Nel tardo pomeriggio due poliziotti fermano padre e figlio mentre aspettano davanti ad un cancello, i loro vestiti sono sporcati da una giornata di duro lavoro. Stanno parlando tranquilli, senza dare fastidio a nessuno. Eppure questa pattuglia si accosta e li ferma.
 Gli chiede cosa fanno lì, cosa vogliono, se stanno dando fastidio a qualcuno. Cercano un pretesto per infastidirli. Ma non lo trovano. Padre e figlio sono due persone oneste ed educate. Non rispondo alle provocazioni. Il padre consegna i documenti all’agente che continua a fargli domande. Non trovando nulla da contestargli se ne vanno, ma gli dicono che ripasseranno a controllare. Senza un motivo reale. O forse un motivo c’è. Perché padre e figlio sono Rom. E rom a Lamezia come in Italia per la gente vuol dire delinquenza e sporcizia. Non hai nome, non hai identità, non hai sogni e soprattutto non hai futuro. Se sei un Rom e abiti a Lamezia devi accettare lo sguardo sprezzante della gente “perbene” che tale sguardo però non osa rivolgerlo agli uomini d’onore, gli ‘ndranghetisti.
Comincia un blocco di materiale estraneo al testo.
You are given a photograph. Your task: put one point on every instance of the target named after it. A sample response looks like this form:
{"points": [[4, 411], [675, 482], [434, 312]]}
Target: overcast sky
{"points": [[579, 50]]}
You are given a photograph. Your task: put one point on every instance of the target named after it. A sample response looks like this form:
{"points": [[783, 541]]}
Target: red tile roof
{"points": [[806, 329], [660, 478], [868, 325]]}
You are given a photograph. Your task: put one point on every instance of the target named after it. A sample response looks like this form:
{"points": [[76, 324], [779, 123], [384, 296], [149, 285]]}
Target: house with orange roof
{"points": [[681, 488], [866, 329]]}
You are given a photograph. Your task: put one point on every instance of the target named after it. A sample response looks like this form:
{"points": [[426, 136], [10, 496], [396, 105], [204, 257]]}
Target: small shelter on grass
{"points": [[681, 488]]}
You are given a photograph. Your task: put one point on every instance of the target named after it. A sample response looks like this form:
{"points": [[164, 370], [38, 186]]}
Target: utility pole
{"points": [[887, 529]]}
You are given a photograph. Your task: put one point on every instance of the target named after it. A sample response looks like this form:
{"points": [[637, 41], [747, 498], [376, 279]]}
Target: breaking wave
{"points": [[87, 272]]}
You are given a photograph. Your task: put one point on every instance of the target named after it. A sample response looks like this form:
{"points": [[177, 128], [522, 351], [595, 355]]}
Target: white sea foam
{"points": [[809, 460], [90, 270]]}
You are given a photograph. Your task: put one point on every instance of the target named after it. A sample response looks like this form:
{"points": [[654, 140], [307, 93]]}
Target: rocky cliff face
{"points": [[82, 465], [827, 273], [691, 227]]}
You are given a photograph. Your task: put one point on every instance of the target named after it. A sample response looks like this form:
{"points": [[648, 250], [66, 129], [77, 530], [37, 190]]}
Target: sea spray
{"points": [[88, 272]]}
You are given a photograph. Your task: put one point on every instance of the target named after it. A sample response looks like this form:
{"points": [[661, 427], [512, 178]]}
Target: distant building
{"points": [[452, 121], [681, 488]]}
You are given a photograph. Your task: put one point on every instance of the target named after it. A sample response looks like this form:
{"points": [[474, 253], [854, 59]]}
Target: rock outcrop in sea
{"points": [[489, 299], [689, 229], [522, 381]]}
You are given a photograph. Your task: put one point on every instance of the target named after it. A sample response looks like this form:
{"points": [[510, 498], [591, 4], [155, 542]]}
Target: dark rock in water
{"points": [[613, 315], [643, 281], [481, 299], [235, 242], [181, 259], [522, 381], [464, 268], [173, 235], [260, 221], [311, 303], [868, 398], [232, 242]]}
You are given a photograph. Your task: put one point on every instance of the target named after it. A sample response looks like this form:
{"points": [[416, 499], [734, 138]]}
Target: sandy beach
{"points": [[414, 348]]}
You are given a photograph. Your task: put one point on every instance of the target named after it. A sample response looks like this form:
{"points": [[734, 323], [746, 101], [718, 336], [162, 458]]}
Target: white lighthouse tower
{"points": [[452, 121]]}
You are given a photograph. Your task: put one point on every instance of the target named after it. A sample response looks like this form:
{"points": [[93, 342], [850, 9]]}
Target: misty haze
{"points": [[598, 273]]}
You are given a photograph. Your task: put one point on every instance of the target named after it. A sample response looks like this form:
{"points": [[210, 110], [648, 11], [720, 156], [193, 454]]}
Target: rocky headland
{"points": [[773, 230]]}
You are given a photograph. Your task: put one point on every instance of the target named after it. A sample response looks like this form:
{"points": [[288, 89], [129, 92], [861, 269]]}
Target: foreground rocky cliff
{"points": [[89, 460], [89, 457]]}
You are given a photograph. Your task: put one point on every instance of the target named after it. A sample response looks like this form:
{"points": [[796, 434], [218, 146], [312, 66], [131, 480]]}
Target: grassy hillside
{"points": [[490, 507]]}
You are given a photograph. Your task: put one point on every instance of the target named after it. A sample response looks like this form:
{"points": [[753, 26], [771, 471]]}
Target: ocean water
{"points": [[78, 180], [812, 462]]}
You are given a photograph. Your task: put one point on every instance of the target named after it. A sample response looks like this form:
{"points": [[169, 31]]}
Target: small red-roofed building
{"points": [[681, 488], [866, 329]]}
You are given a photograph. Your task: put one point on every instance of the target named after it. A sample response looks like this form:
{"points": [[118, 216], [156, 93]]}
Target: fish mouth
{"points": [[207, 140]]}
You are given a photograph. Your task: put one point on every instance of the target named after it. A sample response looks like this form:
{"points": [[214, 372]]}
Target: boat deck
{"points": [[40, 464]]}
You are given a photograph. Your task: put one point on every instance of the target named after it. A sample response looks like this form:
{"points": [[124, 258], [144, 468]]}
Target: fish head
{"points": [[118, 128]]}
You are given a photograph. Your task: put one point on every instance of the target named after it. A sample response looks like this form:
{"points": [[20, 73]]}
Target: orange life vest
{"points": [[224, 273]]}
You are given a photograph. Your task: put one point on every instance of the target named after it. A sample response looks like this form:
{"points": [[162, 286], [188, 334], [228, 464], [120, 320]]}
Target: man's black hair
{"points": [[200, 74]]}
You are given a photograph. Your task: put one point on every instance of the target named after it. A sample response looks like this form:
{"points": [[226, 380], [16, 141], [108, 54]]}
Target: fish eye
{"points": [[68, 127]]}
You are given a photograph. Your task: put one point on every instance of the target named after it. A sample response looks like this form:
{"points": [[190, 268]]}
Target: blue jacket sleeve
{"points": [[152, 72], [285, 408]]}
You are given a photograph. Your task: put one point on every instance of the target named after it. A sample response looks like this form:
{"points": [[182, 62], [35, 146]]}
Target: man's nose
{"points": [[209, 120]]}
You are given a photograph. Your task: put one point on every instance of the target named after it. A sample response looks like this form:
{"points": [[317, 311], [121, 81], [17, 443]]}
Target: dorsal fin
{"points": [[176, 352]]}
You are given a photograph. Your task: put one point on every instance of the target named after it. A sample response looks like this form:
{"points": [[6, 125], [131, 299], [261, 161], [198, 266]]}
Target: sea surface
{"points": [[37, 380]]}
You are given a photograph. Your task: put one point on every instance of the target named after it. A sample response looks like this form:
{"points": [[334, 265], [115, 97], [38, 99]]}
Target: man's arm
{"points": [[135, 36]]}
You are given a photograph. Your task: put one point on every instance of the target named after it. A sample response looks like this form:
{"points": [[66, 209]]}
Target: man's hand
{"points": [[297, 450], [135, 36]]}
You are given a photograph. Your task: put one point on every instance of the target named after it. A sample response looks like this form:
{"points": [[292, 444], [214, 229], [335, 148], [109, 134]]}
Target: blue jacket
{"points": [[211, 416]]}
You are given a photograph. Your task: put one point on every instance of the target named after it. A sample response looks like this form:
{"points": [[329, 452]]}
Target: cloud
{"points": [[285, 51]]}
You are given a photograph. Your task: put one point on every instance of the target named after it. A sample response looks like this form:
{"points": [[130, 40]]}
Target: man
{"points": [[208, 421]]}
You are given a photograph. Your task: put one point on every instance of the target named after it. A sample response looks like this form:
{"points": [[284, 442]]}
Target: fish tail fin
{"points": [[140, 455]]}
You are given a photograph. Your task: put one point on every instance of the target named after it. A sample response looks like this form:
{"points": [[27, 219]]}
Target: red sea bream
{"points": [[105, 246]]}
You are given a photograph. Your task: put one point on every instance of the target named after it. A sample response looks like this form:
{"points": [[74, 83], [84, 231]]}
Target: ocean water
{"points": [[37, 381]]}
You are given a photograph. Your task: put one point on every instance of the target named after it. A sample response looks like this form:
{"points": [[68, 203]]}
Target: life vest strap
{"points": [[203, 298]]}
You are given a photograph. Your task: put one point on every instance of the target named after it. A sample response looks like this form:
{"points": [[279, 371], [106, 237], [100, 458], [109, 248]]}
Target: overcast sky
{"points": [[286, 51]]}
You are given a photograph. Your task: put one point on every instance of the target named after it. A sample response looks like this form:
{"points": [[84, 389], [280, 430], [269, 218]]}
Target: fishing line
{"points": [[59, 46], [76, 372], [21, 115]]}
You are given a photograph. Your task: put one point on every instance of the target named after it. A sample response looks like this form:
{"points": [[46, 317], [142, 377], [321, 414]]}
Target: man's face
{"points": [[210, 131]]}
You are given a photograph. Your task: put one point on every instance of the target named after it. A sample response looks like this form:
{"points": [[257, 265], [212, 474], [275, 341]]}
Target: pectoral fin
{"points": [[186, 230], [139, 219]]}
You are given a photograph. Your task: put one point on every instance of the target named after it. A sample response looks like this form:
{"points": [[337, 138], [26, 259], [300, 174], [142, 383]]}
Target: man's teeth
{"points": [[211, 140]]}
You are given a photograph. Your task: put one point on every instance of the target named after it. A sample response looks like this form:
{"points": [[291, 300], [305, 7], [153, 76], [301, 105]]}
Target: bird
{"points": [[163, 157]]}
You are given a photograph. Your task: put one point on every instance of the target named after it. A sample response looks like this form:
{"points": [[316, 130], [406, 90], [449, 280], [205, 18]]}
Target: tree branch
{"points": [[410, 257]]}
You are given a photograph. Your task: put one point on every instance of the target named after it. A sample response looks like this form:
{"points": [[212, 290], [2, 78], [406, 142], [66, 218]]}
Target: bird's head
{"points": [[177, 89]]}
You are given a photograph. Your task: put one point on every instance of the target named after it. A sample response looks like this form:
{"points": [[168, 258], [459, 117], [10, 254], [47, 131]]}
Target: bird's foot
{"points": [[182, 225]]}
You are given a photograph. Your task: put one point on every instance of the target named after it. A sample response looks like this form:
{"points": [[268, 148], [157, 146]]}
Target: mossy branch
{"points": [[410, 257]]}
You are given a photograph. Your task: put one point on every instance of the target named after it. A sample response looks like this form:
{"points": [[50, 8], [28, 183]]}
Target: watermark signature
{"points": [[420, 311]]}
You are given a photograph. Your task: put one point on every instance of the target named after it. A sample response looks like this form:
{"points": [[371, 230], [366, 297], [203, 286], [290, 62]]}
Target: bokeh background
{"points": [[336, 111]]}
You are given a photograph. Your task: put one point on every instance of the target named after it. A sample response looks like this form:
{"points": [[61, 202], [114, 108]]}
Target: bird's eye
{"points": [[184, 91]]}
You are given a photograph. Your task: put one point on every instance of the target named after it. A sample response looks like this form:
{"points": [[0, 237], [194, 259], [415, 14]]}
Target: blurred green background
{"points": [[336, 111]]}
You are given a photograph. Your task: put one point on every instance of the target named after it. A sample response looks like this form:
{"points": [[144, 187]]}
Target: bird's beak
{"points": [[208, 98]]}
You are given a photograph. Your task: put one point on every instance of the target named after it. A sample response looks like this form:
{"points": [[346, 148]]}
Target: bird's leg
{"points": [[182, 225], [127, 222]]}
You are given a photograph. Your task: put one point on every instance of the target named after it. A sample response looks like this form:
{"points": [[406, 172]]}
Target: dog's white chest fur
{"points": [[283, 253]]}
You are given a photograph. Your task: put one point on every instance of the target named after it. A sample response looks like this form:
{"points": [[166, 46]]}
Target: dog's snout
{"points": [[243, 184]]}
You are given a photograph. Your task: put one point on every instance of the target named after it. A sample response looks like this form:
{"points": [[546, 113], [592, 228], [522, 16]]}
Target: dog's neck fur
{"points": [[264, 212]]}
La scena è di una tristezza che rende impotenti tutti coloro che l’hanno osservata. Non resisto all’impulso di avvicinarmi a quei due uomini e a chiedergli cosa è successo. Mi ripetono le stesse parole che avevo modo di sentire direttamente. Quell’uomo parla piano, in perfetto italiano. Mentre parla osservo le sue mani così invecchiate, mi ricordano quelle di mio nonno. Ma l’uomo non è poi così grande, avrà all’incirca 50 anni. Guardo le sue mani, e vedo tutti i segni del lavoro, il lavoro che svolge ogni giorno per mantenere la sua famiglia. E’ un lavoratore in nero. Nessun Italiano perbene lo assumerebbe. Però tutti quanti lo chiamano, perché come lavora lui, dicono, non lavora nessuno. Non si stanca mai, è diligente, è forte, è educato, è servile. Mentre guardo le sue mani, penso che ho molto da imparare dall’umiltà di quest’uomo che ogni giorno lavora con la terra. Quella terra che ci sfama tutti. Ci rivolge un sorriso, un sorriso amaro di chi viene umiliato e non può ribellarsi. Di un uomo che deve lavorare il doppio degli altri per essere pagato uguale. Di un uomo che deve pagare il prezzo di appartenere ad un etnia indesiderata.
Non è solo razzismo. Non è solo pregiudizio. Non è solo ignoranza. Tre parole che nel 2012, nell’anniversario del giorno della memoria, dovrebbero essere scomparse, ma che invece si manifestano ogni giorno senza alcuna pietà. Ma è anche cattiveria,prepotenza,arroganza. E’ la mentalità mafiosa del più forte che se la prende sempre con il più debole. Con l’indifeso. Con colui che per sua natura non sarebbe capace di fare mai del male. E tutto questo succede mentre i veri delinquenti girano a piede libero. Mentre c’è chi spara e chiede il pizzo. Mentre c’è chi si arricchisce con il sangue ed il sudore della gente onesta.
In questa terra, dove molti tutori dell’ordine lasciano liberi i delinquenti e sfogano la loro frustrazione sugli indifesi, in questa terra di mafia e soprusi, in questa terra dove la libertà e la giustizia sembrano realtà irraggiungibili, che futuro ci resta?